The issue of Parliament TV footage being used in political advertising was brought to Mallard's attention after a complaint from Labour Party MP Kieran McAnulty on Thursday.
"[McAnulty raised] the use by the Leader of the Opposition of official television coverage of the House for political advertising without the permission of the members shown, and publishing a false and misleading account of proceedings contrary to Part B, Appendix D of Standing Orders," Mallard said on Thursday.
That section of the House's rules covers the use of official television coverage which "must not be used in any medium for political advertising or election campaigning (except with the permission of all members shown)".
The specific complaint related to a video that used cut and slowed down footage of Labour Party MP Deborah Russell.
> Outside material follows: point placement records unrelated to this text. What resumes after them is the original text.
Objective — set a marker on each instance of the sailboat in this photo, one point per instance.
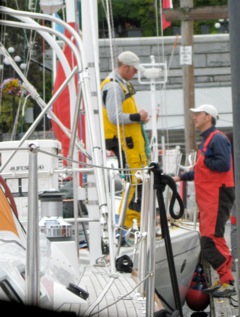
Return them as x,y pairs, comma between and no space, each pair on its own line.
106,279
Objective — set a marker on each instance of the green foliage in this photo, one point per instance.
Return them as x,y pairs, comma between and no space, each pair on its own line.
9,108
130,15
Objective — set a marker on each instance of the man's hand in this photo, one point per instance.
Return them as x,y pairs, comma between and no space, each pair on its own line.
144,115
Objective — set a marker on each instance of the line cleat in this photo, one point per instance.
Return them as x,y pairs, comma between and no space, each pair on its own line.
210,290
226,290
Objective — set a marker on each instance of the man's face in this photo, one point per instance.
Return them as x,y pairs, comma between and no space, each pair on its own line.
202,120
129,72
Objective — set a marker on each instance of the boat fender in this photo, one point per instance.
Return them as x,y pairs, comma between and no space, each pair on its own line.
75,289
124,264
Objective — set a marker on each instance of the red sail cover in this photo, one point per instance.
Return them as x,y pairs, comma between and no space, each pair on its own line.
166,4
61,106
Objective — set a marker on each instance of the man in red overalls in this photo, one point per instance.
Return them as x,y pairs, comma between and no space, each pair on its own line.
214,187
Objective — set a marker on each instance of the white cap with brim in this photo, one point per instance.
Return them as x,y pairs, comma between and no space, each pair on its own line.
130,59
208,109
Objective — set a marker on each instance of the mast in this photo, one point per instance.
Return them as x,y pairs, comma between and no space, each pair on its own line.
234,18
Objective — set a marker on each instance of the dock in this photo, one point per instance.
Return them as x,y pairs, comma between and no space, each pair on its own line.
219,307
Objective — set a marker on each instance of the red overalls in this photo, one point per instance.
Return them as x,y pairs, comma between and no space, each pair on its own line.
214,199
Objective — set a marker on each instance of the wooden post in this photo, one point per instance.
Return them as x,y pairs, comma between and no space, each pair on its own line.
188,81
187,14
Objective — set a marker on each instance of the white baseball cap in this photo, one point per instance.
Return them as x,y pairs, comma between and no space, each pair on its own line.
208,109
130,59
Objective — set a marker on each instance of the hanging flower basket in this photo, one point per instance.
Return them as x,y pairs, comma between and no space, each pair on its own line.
11,86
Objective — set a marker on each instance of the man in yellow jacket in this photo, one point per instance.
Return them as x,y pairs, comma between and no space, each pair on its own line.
123,126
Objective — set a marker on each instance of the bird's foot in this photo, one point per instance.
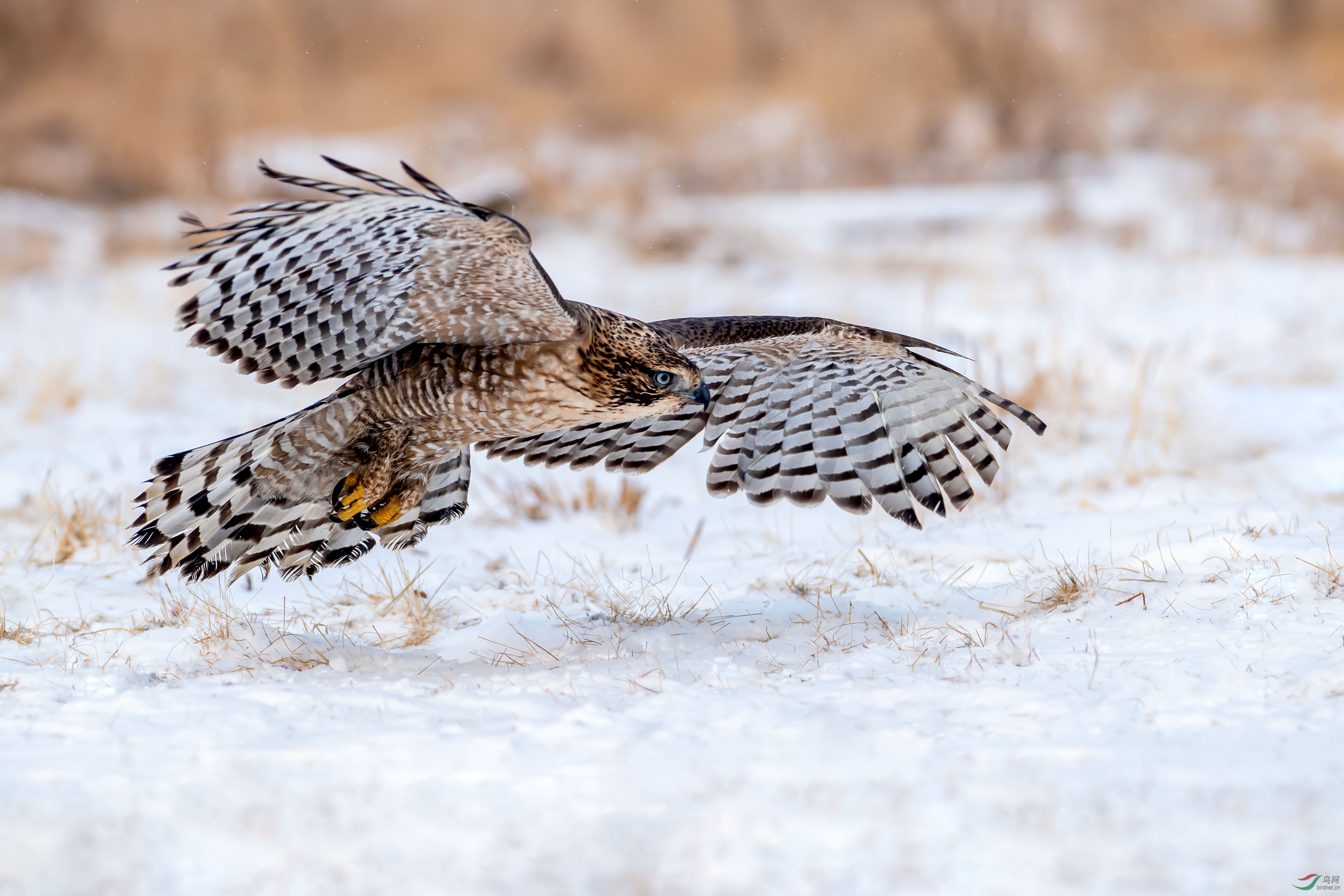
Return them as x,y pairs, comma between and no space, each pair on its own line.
369,487
351,500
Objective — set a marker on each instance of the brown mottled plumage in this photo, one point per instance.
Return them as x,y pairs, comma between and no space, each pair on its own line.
452,334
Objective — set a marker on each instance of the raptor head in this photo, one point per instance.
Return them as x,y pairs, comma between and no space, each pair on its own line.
635,371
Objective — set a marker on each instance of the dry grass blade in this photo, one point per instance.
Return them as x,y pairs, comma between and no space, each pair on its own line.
68,523
538,500
1065,586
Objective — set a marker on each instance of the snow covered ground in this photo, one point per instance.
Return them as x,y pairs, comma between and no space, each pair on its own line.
1120,671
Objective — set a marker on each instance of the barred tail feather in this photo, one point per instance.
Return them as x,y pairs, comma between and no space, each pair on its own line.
206,511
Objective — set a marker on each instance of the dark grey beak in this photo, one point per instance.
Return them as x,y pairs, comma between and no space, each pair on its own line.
702,395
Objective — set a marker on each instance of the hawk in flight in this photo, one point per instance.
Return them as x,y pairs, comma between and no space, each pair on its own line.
450,334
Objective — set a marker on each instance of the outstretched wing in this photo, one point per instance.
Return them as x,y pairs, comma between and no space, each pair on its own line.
304,291
807,409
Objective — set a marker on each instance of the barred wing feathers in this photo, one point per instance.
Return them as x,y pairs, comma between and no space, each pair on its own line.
307,291
206,511
807,409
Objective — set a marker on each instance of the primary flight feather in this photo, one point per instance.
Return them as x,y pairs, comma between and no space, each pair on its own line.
452,335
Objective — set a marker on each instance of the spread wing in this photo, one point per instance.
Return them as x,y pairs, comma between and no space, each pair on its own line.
807,409
304,291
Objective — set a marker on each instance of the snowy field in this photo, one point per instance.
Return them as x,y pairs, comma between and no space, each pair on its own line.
1122,671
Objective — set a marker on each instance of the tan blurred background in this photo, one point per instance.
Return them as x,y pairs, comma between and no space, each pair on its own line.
569,104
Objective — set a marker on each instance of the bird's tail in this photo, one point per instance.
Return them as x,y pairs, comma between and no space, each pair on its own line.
208,511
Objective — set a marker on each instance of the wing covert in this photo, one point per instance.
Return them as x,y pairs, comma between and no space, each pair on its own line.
807,409
307,291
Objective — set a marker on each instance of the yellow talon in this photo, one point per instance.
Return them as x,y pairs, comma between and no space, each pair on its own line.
354,502
386,514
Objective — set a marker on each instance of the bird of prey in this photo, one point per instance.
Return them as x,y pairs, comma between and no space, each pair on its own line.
448,334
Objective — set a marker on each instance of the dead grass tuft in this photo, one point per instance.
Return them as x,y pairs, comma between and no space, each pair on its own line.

Dr Russell joked she was proud of getting her own National Party attack ad, but Mallard ruled videos using edited Parliament TV footage featuring other MPs without their permission must be removed by 5pm on Friday.
The National Party refused to do so and they're still there more than three days after the deadline. The party even shared the video of Dr Russell that sparked the initial complaint at 6PM on Friday.
Bridges said he had no issue when footage of him was used, but the Government can't take the same treatment.
"When the Greens do one mocking my accent and so on, good for them, I quite enjoy it. But when the boot's on the other foot, the Government, certainly the Labour Party, 'oh you're not allowed to do this'."
Mallard is reviewing the rule that caused the initial furore urgently, with submissions on the review due to close on October 16.